The novel finding in this study is the temporal changes in the QRS-T angle and its impact on outcome. The present study found that temporal changes in patients with established heart failure are evident but relatively limited. However, an increase in the QRS-T angle over time has prognostic significance and was associated with increased mortality in the present study. The frontal QRS-T angle is an approximation of the spatial QRS-T angle, which is the angle between the spatial axes of ventricular depolarization and repolarization. A greater angle represents a larger discordance between depolarization and repolarization. This signifies abnormal and heterogeneous ventricular repolarization due to damaged or inhomogeneous areas of myocardium, identifying patients with more advanced disease and at a higher risk for ventricular arrhythmias and cardiovascular events. This is consistent with the association between QRS-T angle and left ventricular systolic function seen in the present study. Furthermore, a widening QRS-T angle likely represents a worsening of the underlying pathology and should have an impact on clinical outcome. We did not have detailed information regarding clinical status, ischemic events or left ventricular function during the follow-up, so it is not possible to determine the exact cause of the QRS-T angle change in the present study. Also, it is not possible to say if specific therapy may affect the QRS-T angle. But it is probable that a change with widening of the angle is related to deterioration in the clinical status of the HF patient and this would have prognostic implications as seen in the present study.

Data regarding temporal changes in the QRS-T angle in patients with HF is limited. The only study that analyzed changes was the Defibrillators in Nonischemic Cardiomyopathy Treatment Evaluation (DEFINITE) trial9. In that study, 152 patients were evaluated and the QRS-T angle was stable over time as seen in the present study. Widening of the QRS-T angle during follow-up was associated with a decrease in LVEF and an increase in the QRS duration. Conversely, an improvement in NYHA class was associated with narrowing of the QRS-T angle. The above-mentioned study did not evaluate the impact on outcome.

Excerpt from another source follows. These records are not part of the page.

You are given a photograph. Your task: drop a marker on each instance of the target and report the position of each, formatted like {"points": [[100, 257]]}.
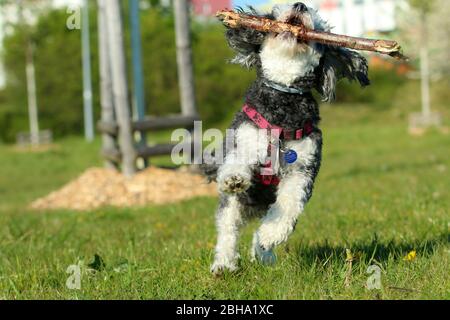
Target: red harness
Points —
{"points": [[276, 132]]}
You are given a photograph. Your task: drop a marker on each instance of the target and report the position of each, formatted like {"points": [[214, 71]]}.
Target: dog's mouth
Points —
{"points": [[295, 19]]}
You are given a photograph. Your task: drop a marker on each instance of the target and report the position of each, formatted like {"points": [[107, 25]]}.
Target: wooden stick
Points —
{"points": [[235, 20]]}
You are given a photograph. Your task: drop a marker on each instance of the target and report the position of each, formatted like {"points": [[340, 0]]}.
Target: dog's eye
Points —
{"points": [[300, 7]]}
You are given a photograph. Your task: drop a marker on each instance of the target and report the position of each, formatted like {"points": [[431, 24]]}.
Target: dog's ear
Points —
{"points": [[338, 63], [245, 42]]}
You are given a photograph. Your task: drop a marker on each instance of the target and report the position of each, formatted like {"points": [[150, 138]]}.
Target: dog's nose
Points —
{"points": [[300, 7]]}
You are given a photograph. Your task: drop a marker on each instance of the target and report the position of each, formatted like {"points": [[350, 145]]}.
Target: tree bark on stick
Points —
{"points": [[236, 20]]}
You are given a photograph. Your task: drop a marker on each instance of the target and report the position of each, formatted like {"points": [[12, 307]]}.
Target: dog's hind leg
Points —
{"points": [[228, 222], [293, 193]]}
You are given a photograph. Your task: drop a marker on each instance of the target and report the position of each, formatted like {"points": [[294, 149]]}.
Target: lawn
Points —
{"points": [[381, 194]]}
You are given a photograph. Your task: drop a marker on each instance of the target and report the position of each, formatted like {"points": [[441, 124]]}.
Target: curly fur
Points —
{"points": [[288, 62]]}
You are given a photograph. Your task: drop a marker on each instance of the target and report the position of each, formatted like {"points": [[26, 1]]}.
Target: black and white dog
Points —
{"points": [[279, 101]]}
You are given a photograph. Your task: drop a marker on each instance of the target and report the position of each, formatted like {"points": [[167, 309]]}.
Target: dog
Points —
{"points": [[280, 101]]}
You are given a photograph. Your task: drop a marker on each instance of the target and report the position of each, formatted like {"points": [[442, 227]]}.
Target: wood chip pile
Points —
{"points": [[99, 187]]}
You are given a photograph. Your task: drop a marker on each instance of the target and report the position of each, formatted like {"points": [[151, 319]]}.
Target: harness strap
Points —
{"points": [[268, 177]]}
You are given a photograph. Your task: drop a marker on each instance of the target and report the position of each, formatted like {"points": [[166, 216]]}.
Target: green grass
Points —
{"points": [[381, 193]]}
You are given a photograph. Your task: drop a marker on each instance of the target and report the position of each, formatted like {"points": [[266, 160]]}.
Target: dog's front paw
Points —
{"points": [[264, 256], [234, 184], [218, 268]]}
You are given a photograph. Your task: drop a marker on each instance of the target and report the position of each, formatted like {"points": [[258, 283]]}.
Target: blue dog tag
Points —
{"points": [[290, 156]]}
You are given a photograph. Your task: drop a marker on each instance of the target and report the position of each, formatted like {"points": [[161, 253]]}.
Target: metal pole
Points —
{"points": [[87, 81], [32, 99], [138, 77], [184, 58], [106, 93], [424, 69], [31, 82], [137, 59], [120, 86]]}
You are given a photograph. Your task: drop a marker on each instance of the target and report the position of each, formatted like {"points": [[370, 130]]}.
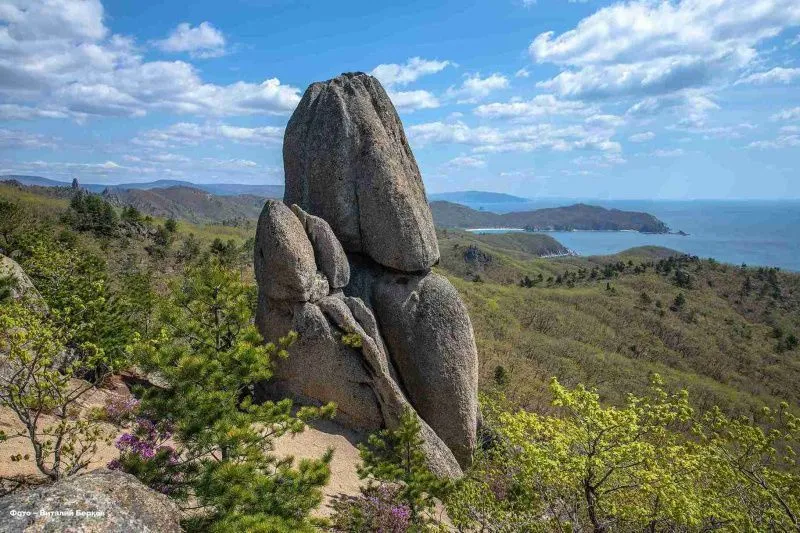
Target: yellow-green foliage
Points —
{"points": [[651, 465], [720, 345], [36, 381]]}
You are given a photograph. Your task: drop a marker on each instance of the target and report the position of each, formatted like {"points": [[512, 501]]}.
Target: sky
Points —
{"points": [[688, 99]]}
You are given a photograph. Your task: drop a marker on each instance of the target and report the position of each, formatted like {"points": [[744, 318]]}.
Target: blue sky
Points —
{"points": [[590, 99]]}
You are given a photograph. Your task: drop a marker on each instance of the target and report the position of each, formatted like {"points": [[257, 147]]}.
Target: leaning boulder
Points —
{"points": [[331, 259], [320, 368], [102, 501], [347, 160], [429, 335], [284, 258]]}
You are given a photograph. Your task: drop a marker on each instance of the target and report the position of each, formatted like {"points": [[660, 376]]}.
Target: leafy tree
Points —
{"points": [[74, 284], [679, 302], [683, 279], [226, 252], [12, 220], [36, 384], [211, 355], [190, 248], [132, 215], [653, 464], [7, 285], [397, 457], [89, 212]]}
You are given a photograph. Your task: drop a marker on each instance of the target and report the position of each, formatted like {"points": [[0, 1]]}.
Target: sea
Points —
{"points": [[751, 232]]}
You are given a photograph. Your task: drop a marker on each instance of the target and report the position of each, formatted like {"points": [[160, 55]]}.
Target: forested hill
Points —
{"points": [[573, 217], [188, 203]]}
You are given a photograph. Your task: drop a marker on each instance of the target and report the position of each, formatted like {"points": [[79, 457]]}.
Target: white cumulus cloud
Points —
{"points": [[646, 47], [202, 41], [474, 88], [59, 59], [394, 74], [776, 75], [642, 137]]}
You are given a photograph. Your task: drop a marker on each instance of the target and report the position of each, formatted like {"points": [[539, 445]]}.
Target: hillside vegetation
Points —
{"points": [[727, 334], [573, 217], [585, 364], [190, 204]]}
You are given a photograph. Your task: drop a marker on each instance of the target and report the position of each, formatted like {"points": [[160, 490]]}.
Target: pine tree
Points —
{"points": [[212, 356]]}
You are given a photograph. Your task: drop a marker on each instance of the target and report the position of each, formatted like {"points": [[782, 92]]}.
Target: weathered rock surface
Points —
{"points": [[328, 251], [359, 208], [347, 160], [428, 332], [124, 504], [319, 368], [284, 259]]}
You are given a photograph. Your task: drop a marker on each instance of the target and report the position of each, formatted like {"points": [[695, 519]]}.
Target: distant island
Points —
{"points": [[232, 204], [483, 197], [221, 189], [574, 217]]}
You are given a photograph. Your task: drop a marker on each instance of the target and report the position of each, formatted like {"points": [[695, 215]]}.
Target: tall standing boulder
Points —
{"points": [[347, 160], [356, 191]]}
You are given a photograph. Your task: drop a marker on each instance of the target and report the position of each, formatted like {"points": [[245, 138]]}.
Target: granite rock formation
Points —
{"points": [[347, 160], [363, 267], [102, 501]]}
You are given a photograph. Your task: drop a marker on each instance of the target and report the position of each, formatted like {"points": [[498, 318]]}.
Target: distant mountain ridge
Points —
{"points": [[189, 203], [573, 217], [218, 203], [221, 189], [485, 197]]}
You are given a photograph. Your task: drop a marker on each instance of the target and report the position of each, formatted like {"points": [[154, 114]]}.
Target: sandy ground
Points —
{"points": [[312, 443]]}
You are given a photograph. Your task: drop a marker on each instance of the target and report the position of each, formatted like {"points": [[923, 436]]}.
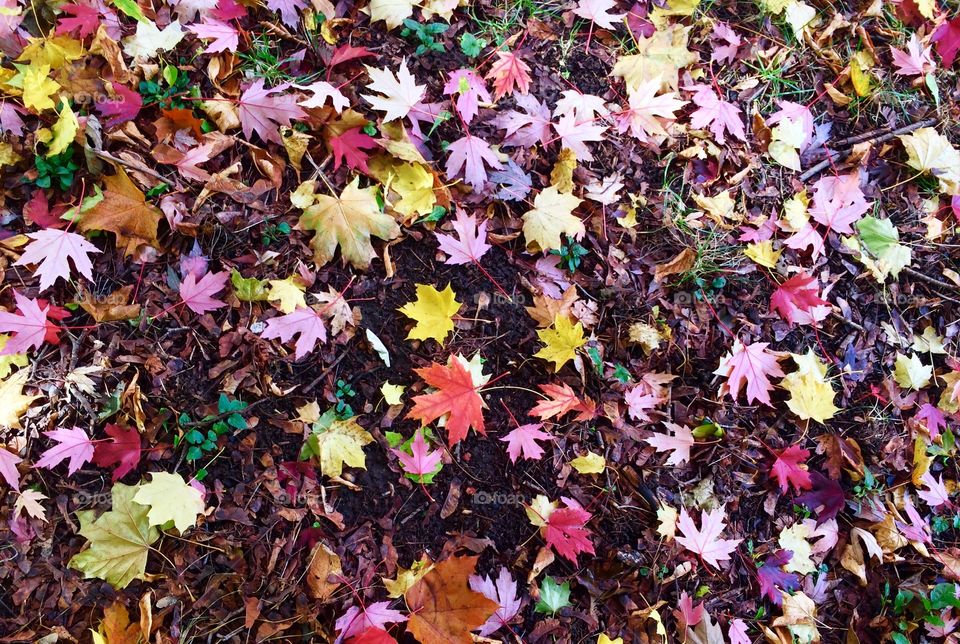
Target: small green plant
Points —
{"points": [[571, 254], [58, 170], [471, 45], [274, 232], [342, 393], [425, 34]]}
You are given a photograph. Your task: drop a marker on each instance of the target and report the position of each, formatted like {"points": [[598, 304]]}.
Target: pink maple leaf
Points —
{"points": [[422, 461], [786, 469], [470, 243], [798, 301], [838, 202], [199, 295], [468, 156], [504, 592], [523, 440], [122, 450], [51, 250], [509, 74], [752, 365], [84, 20], [566, 530], [263, 112], [915, 61], [73, 444], [706, 541], [470, 89], [680, 440], [357, 620], [224, 35], [124, 107], [8, 468], [29, 328], [303, 321], [599, 12], [720, 116]]}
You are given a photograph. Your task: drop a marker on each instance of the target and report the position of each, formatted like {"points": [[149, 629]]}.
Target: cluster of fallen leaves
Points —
{"points": [[182, 137]]}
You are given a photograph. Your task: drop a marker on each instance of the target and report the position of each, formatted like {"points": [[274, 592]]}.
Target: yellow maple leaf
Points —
{"points": [[347, 221], [288, 294], [38, 87], [552, 215], [930, 151], [811, 394], [170, 499], [562, 341], [13, 403], [433, 311], [339, 444]]}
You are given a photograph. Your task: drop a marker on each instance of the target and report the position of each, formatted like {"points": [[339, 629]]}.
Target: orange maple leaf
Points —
{"points": [[457, 396], [442, 607]]}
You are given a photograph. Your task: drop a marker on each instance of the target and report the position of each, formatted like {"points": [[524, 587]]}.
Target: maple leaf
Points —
{"points": [[798, 301], [349, 147], [561, 342], [443, 608], [599, 12], [470, 154], [752, 365], [509, 74], [262, 112], [12, 401], [170, 499], [347, 221], [721, 116], [73, 444], [302, 321], [457, 396], [199, 295], [8, 464], [706, 541], [51, 250], [356, 621], [773, 580], [224, 35], [125, 212], [400, 92], [83, 22], [123, 107], [786, 469], [524, 439], [915, 61], [826, 498], [122, 450], [647, 113], [566, 532], [119, 539], [679, 442], [341, 442], [471, 243], [422, 461], [433, 311], [504, 592], [552, 216], [29, 328], [561, 399], [838, 202]]}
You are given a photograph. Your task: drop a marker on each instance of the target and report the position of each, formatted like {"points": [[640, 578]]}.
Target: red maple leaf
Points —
{"points": [[786, 469], [566, 530], [457, 396], [122, 450], [350, 147]]}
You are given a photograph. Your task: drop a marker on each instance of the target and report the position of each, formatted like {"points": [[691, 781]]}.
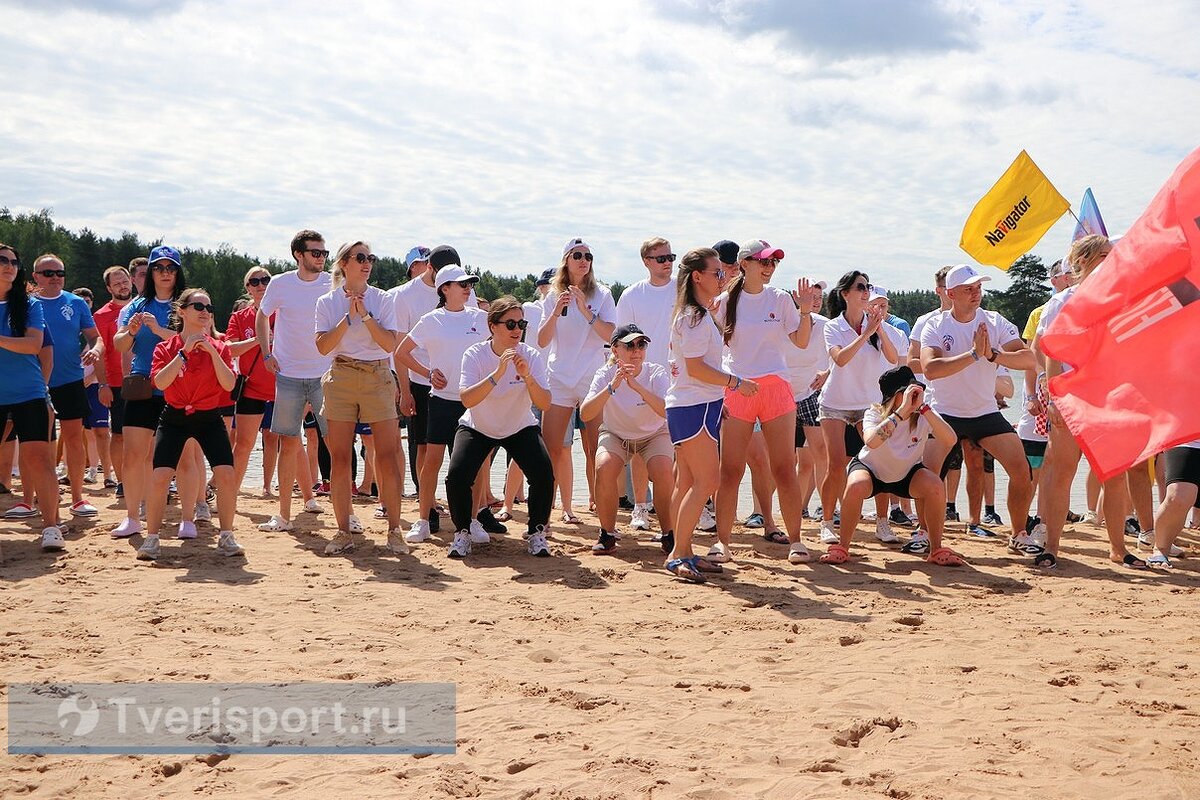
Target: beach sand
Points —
{"points": [[603, 677]]}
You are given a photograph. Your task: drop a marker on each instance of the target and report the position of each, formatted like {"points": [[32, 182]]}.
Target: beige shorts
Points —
{"points": [[359, 391], [658, 444]]}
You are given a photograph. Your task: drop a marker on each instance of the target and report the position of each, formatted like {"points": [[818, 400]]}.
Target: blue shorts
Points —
{"points": [[97, 415], [688, 421]]}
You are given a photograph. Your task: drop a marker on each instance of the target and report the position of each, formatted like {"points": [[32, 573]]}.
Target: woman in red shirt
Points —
{"points": [[195, 373]]}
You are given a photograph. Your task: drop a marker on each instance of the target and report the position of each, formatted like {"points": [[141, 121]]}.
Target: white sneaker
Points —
{"points": [[228, 546], [883, 533], [52, 540], [418, 533], [640, 518], [461, 546], [149, 549], [396, 542]]}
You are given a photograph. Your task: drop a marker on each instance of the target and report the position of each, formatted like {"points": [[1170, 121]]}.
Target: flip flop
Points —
{"points": [[683, 569]]}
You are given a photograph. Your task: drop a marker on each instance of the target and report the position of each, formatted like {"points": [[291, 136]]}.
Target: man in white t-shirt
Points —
{"points": [[960, 353], [648, 305], [293, 356]]}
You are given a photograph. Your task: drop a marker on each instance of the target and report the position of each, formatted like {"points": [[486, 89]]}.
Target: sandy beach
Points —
{"points": [[601, 677]]}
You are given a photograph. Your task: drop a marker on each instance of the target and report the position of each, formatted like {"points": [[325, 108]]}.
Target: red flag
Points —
{"points": [[1132, 331]]}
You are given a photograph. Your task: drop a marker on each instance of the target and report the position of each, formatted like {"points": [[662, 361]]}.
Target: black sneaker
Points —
{"points": [[490, 523]]}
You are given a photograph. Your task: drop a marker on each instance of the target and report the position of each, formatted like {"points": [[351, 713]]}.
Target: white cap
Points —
{"points": [[964, 275]]}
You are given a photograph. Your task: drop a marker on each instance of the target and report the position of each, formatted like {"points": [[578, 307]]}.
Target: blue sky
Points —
{"points": [[852, 133]]}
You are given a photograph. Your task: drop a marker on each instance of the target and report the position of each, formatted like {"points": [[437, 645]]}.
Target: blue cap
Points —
{"points": [[166, 252]]}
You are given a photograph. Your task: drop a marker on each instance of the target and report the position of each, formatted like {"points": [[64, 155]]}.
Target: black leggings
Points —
{"points": [[472, 449]]}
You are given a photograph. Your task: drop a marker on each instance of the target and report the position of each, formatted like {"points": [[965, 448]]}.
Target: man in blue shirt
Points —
{"points": [[69, 319]]}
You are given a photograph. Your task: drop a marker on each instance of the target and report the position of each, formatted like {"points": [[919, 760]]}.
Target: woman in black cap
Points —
{"points": [[891, 462]]}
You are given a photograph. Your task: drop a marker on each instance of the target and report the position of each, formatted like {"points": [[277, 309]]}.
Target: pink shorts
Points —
{"points": [[774, 398]]}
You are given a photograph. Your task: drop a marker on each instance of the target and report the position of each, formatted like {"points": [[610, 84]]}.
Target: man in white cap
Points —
{"points": [[960, 353]]}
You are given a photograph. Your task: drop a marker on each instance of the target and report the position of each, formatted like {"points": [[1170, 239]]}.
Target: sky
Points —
{"points": [[852, 134]]}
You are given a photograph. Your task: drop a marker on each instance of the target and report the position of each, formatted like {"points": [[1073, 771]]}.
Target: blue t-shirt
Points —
{"points": [[66, 317], [145, 340], [22, 371]]}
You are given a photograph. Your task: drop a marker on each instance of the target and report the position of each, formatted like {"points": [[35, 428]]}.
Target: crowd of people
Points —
{"points": [[697, 372]]}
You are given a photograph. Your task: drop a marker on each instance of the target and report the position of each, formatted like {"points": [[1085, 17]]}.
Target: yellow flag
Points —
{"points": [[1013, 216]]}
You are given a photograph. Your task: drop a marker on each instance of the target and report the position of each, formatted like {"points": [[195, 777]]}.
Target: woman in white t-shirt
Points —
{"points": [[579, 318], [861, 349], [501, 379], [694, 405], [444, 335], [355, 324], [895, 434], [628, 395], [759, 322]]}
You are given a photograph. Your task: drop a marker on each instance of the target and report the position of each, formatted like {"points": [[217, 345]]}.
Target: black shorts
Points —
{"points": [[70, 401], [899, 488], [443, 421], [117, 413], [144, 414], [30, 420], [177, 427], [419, 423]]}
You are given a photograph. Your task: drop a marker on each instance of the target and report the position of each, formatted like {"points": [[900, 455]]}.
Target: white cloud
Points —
{"points": [[505, 128]]}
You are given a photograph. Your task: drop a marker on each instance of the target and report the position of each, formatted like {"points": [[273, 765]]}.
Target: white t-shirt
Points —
{"points": [[649, 307], [701, 340], [856, 385], [971, 391], [444, 336], [294, 302], [900, 452], [803, 365], [507, 408], [357, 342], [627, 413], [765, 322], [412, 301], [575, 352]]}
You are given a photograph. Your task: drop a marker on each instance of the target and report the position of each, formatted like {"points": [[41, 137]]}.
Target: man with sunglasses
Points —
{"points": [[293, 356], [647, 305], [69, 319]]}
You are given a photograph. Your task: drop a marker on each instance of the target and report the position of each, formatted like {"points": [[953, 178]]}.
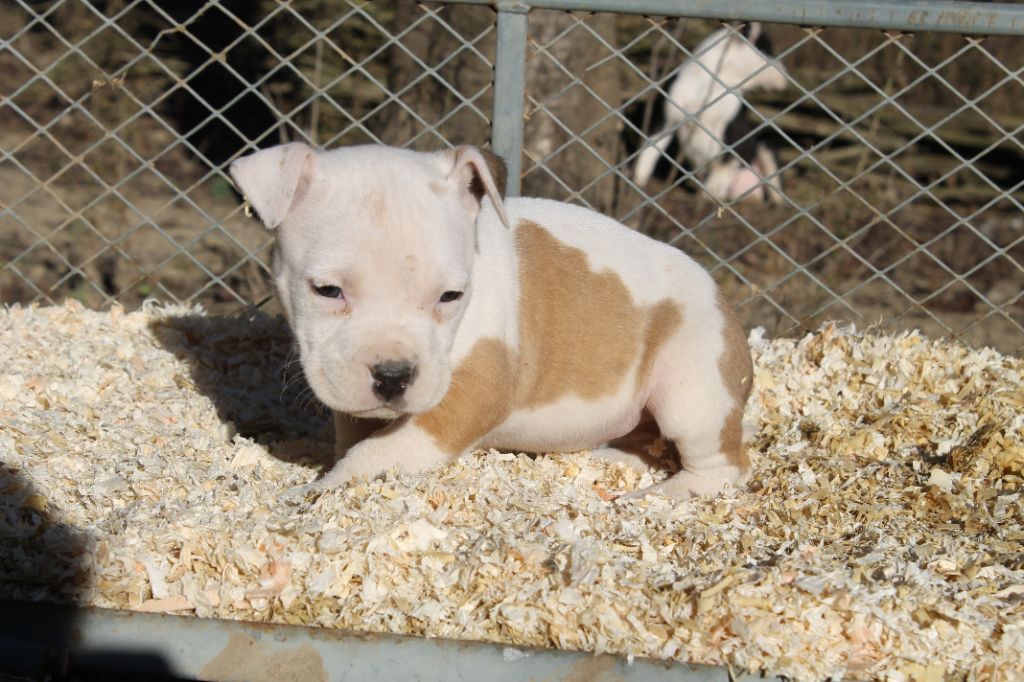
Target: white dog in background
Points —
{"points": [[434, 316], [705, 114]]}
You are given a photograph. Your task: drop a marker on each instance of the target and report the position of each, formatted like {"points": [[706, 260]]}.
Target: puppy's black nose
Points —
{"points": [[391, 378]]}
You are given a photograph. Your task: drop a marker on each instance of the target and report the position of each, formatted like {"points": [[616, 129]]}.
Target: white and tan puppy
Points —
{"points": [[434, 317]]}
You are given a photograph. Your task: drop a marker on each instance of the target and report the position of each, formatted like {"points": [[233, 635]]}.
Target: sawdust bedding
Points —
{"points": [[144, 455]]}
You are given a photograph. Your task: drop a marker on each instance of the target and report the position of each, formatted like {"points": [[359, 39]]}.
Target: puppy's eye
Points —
{"points": [[328, 291]]}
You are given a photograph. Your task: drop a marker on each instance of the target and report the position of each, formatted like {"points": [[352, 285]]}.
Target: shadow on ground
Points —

Limitations of the study: The study was an observational study. Follow-up ECG was available in 42% of the cohort and this may introduce bias. The ECG parameters were analyzed using a computer-based algorithm although these algorithms have been clinically validated with a high accuracy. Data on functional capacity and natriuretic peptide levels were not available. Left ventricular ejection fraction was available in only 45% of the cohort.

Conclusion

The QRS-T angle is relatively stable in patient with HF and is a powerful predictor of outcome. Widening of the QRS-T angle over time is a predictor of mortality. Further prospective research is needed to support the findings of the present study.